|
Nuts
Summary
(as seen on HEC.iTV):
A
handful of a variety of nuts 2 to 5 times
a week has been found to significantly lower
the risk of heart disease. If you are worried
about your weight, combining nuts/seeds
with low calorie foods is a good way to
eat them e.g. vegetable stir frys or salads,
because when nuts are consumed as a snack
the temptation to consume more than a handful
is probably greater.Instead of having that
biscuit or piece of cake, try a handful
of plain unroasted and unsalted nuts; unroasted
because nuts are sometimes roasted in saturated
fat. Vegetarians/vegans or people who avoid
red meat would be advised to eat nuts almost
daily because nuts are a good substitute
for meat (with respect to protein, fat,
iron, zinc and niacin). For example ½
cup of nuts or ¼ cup of seeds or
2 tablespoons of nut/seed spreads like peanut
butter or sesame seed paste (tahini) are
equivalent to a serve of meat. So, yes,
nuts are a healthy inclusion to our diets.

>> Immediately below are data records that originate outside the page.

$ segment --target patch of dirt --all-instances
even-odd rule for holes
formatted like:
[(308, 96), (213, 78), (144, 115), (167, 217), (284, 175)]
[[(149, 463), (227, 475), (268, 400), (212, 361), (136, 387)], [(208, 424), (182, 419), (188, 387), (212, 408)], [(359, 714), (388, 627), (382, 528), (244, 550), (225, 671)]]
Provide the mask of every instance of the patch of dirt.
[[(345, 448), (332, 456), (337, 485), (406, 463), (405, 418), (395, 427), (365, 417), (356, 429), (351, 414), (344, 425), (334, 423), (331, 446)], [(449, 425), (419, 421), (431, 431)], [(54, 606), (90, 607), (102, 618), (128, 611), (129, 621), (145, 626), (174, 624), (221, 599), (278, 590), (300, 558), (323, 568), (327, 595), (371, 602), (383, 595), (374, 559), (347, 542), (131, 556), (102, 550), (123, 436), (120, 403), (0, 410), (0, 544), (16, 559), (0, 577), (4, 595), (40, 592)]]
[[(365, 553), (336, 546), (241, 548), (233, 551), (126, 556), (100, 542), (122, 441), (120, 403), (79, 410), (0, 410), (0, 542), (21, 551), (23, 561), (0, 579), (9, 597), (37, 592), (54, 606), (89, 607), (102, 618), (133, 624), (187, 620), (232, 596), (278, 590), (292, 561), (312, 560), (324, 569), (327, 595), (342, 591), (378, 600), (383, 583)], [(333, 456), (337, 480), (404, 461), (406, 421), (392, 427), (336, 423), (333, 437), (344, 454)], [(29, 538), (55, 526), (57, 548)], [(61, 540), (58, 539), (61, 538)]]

See also the HEC healthy eating pyramid.
Nuts
and Health
Nut
consumption is very low in Australia - less
than 4g/day and has been decreasing over
the past 20 years. Unfortunately, nuts were
given a bad name in the 1970's
because of their energy density and lack
of information about their phytochemical
content. As a result they were not recommended
for people with coronary heart disease or
people trying to lose weight. In the meantime,
several studies have shown that nuts can
protect against heart disease, but still
need to be consumed in moderation by overweight
people.
In
30,000 people, a handful of nuts twice per
week was associated with 20% less coronary
heart disease (CHD) incidence and 5 times/week
with 50% less CHD. They can also help lower
blood lipids and reduce the oxidation of
LDL, probably due to their high content
of vitamin E and other phytochemicals, including
phytoestrogens.
The
Nurses Health Study in the US has
been going since 1976 and originally monitored
a population of over 121 000 nurses. One
advantage of this study is that the researchers
measured many factors including diet so
that they could be compared to the diseases
the women later came down with. Women who
ate about 30g of nuts at least five times
per week were not the same as the average
women in the study. They were smoking less,
exercising more, more likely to drink alcohol
and were thinner. They also ate less meat
and had a better profile of fat intake.
Clearly the healthier lifestyle reduced
the chances of a heart attack, but even
so, taking all these and other factors into
account, women eating more than 150g of
nuts per week had a 35% lower risk of a
fatal or non-fatal heart attack.
There
was a dose effect up to the five times per
week with middling intake offering middling
protection. This study did not analyse the
data by type of nut (Hu et al., BMJ 1998;
317:1341-45; Tunstall-Pedoe, BMJ 1998; 317:
1332-1333).
There
have been several other epidemiological
studies showing similar results, in men
and women (Fraser et al., Arch Inter Med
1992; 152: 1416-24;Prineas et al., NEJM
1993; 329:359.) Clinical intervention studies
with nuts (especially walnuts) have also
shown that they lower blood lipids and do
not increase the susceptibility of LDL to
oxidation (Sabate et al., NEJM 1993; 328:
603-7; Dreher et al., Nut Rev 1996; 54 (8):
241-5).
Nuts
are low in saturated fat, naturally cholesterol
free and high in monounsaturated fat. Walnuts,
however, are high in omega 6 linoleic and
omega 3 linolenic acid and brazil nuts are
high in the antioxidant selenium and most
nuts are high in a variety of phytochemicals
(ellagic acid, flavonoids, phenolic compounds,
isoflavones). Nuts yield 5-11% by weight
of dietary fibre and are an important source
of plant protein, providing 10-25% by weight.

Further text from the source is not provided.